Spin, Persephone, Homepage & Emu Feathers

David Wadelton’s paintings of contemporary pop idols are stunning. Pop art is not a movement that is confined to the history books as demonstrated by David Wadelton’s exhibition Spin at Tolarno Galleries. Pop art is about a love of popular art techniques (mass production, Ben Day dots) and the love of popular art (pop stars, movie stars and superheroes). Wadelton’s large canvases are an expression of love and adulation for these pop stars.

The eight large oil paintings in the exhibition depict the faces of pop stars have titles that refer to lyrics by the pop star. The faces look like they have all been shrink-wrapt (a filter on Photoshop) the highlights are so shiny. Packaged pop icons. The larger-than-life faces have been beautifully painted with lurid colours and photorealist styling. The backgrounds are carefully painted faux giant expressionist brushstrokes in different combinations of colours. In combining the pop and the expressionist elements in the paintings Wadelton is recreating the conflict at the genesis of pop art.

 

At Mailbox 141 is “Your Homepage” by Nada Poljski, a fine little exhibition. Poliski’s small delicate cut paper prints combine text and images. Each work folds into a little book cover. It is a series about meeting people online: the pokes, the fantasy, the reality and the homepage. It is odd to combine the virtual world with paper prints. The exhibition is perfect content to fill each of the glass-fronted mailboxes (that sounds like a metaphor for email). Poljski has an additional vitrine of slightly larger work above the mailboxes to add a bit more space to this very small artist-run exhibition space.

 

At Arc there is an exhibition by Maria Frenanda Cardoso, Cardoso’s arrangement of a standard material, in this case emu feathers, into poles and “flags” is formalist. There is no other content. The various arrangements of emu feathers is programmatic almost an index of variations. I find it interesting that the term ‘formalism’ is considered acceptable in mathematics and contemporary art but in ethics and aesthetics it denotes an invalid position. If you enjoy emu feather arrangement this exhibition is a must-see.

 

“Palimpsest: Persephone and the Underworld” by Robbie Harmsworth at 45 Downstairs explores an ancient Greek mythic theme. In a beautiful series of large prints with hand colouring and marbling Harmsworth tells part of the story of Hades and Persephone. It is only part of the story because the archaic story is incomplete; there is the palimpsest, the part erased by Zeus and the part erased by Hecate. For neither Zeus nor Hecate told Ceres, the mother Persephone that she was in the underworld.
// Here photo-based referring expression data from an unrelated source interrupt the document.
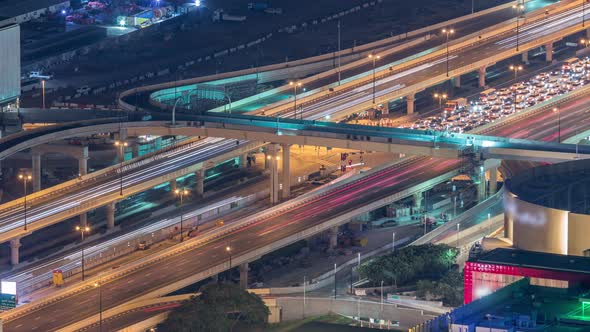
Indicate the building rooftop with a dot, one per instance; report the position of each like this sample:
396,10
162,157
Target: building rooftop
563,186
538,260
12,8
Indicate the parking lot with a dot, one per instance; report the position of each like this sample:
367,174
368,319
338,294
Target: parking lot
492,104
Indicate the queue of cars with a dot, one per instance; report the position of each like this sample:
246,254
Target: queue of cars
493,104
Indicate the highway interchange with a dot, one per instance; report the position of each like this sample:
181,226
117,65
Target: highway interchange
13,217
338,200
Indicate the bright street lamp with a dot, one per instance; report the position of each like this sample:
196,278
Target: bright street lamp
121,145
448,32
519,8
295,85
228,250
374,58
515,69
181,193
440,97
82,230
25,178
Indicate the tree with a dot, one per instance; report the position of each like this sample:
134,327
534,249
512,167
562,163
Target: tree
220,307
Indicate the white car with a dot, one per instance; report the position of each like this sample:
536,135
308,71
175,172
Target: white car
83,90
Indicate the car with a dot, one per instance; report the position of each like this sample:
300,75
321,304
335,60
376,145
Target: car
38,74
83,89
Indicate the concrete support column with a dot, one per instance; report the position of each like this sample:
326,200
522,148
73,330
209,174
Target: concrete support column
286,178
493,180
549,52
266,159
84,219
481,73
36,172
121,136
272,159
14,251
244,276
244,160
333,232
385,109
200,182
135,151
525,57
410,99
418,200
457,81
83,166
110,216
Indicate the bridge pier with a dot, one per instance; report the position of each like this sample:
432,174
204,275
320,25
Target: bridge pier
110,216
36,171
273,159
481,73
549,52
525,57
135,151
410,99
286,177
244,160
457,81
121,136
14,251
200,182
493,180
333,234
83,220
244,275
418,200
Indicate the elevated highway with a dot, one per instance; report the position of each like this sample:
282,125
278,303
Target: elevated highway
280,226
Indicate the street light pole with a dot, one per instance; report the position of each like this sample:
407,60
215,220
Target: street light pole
228,249
43,92
25,178
181,193
518,8
334,280
98,285
448,32
374,58
295,85
381,295
556,109
121,145
82,229
338,52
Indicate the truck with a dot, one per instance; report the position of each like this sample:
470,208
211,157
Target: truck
455,104
258,6
220,15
The design of the prints successfully unites several styles from ancient to contemporary and clearly tells the mythic story. The bare trees in Ceres searching for her daughter are particularly evocative and effective.

Along with the prints Harmsworth is exhibiting oil paintings and other objects. His paintings with their outlines of details, rough backgrounds and the great mythic theme reminded me of the half finished paintings in the Paris studio, now a museum, of Gustave Moreau.

Not all of the work in Harmsworth’s exhibition is successful; the hanging figures of blackware ceramics and the samples of dried jacaranda flowers on muslin in vitrines appear like empty after thoughts. The pomegranate that Persephone ate is considered to symbolic of eternal life because they do not decay. Remarkably Harmsworth has managed to get a bowl of pomegranates at the exhibition to rot.